Friday, April 5, 2013

The Holy Fool

In 1 Corinthians 1:18-25, we are told that our faith is ultimately grounded in foolishness. But this foolishness is, paradoxically, the very wisdom of God. It is truth, disguised as folly. Life in this world is dead ernest. It is supremely serious, straightforward, and logical. Power is control, weakness is stupidity, and money, power and fame are obviously desires we should all possess. Everything is life and death. 

In religion there is the old tradition of the holy fool. This person's life is upside down to the world. They live as the butt of everyone else's jokes. They live opposite the world. Gain is loss, power is weakness, and seriousness is just silly. St. Francis of Assissi, foregoing wealth for poverty, believing in visions however uncertain, and talking to the sun and moon, is a perfect examples.

 In literature, few explored this figure with more depth than Fyodor Dostoevsky. Alyosha and Zossima from BROTHERS KARAMAZOV, The Ridiculous Man from the short story of the same name, and especially Prince Myshkin from THE IDIOT, all live in ways that seem naive, childish, and silky to the people around them. Don Quixote should be thrown into this group. As should Forrest Gump, Hescher and the brother from OUR IDIOT BROTHER in modern film.

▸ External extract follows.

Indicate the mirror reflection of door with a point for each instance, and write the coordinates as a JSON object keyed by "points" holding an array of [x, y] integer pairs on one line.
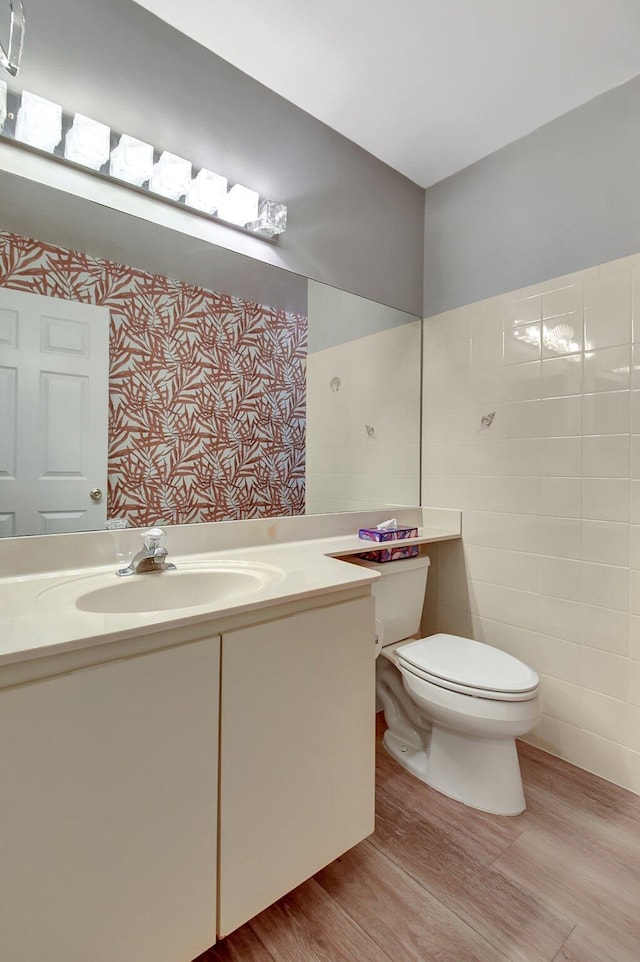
{"points": [[54, 385]]}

These characters, examined superficially, are misguided fools who deserve our pity. But they persist in the popular imagination, I believe, because behind our laughter we hide an anxiousness we dare not speak. It is an anxiousness born of a suspicion that perhaps we are the ones being laughed at. The truth is that much of what grants our lives meaning and joy is born of silliness. We take vacations into the world of folly almost daily. In laughter, in play, in our mild obsessions, we find ourselves turning the world upside down. We may lie to ourselves, but there is some part of us that suspects that this counter-world is what is really real.

The Holy Fool confronts us with the cost of giving into our suspicion fully. We laugh in part, I think, to hide our sorrow at not being brave enough to take the same risk. We pretend to be sure of what is real, to hide the fact that we know we might be living a lie. And so our laughter at holy foolishness is mixed with awe and reverence.

Jesus Christ is the ultimate holy fool. He was a silly man with a silly sense of humor (more on this later), with a way of life no one can really live. He lives in a way so backwards he could not maintain life in this world at all. I think, too, that He is God's joke on the world. Caesar embodies all we we think of when we think of divinity- power, glory, control, money, fame, etc. Jesus turns this on it's head. He is nothing, nobody, killed in the worst way reserved for the worst criminals. This is God? Ridiculous! And true. God is turning our understanding of divinity upside down. Weakness here is power in heaven. Power here is weakness. Jesus is God laughing at our view of what is important.

In the end, we deified the supreme fool. And rightly so. We know in our hearts that all our neurotic patterns of power struggle and striving for position are dead ends. Out only hope is in laughter. If we can laugh at our struggles, we can transcend them. That might be the very road to salvation in this world and the next.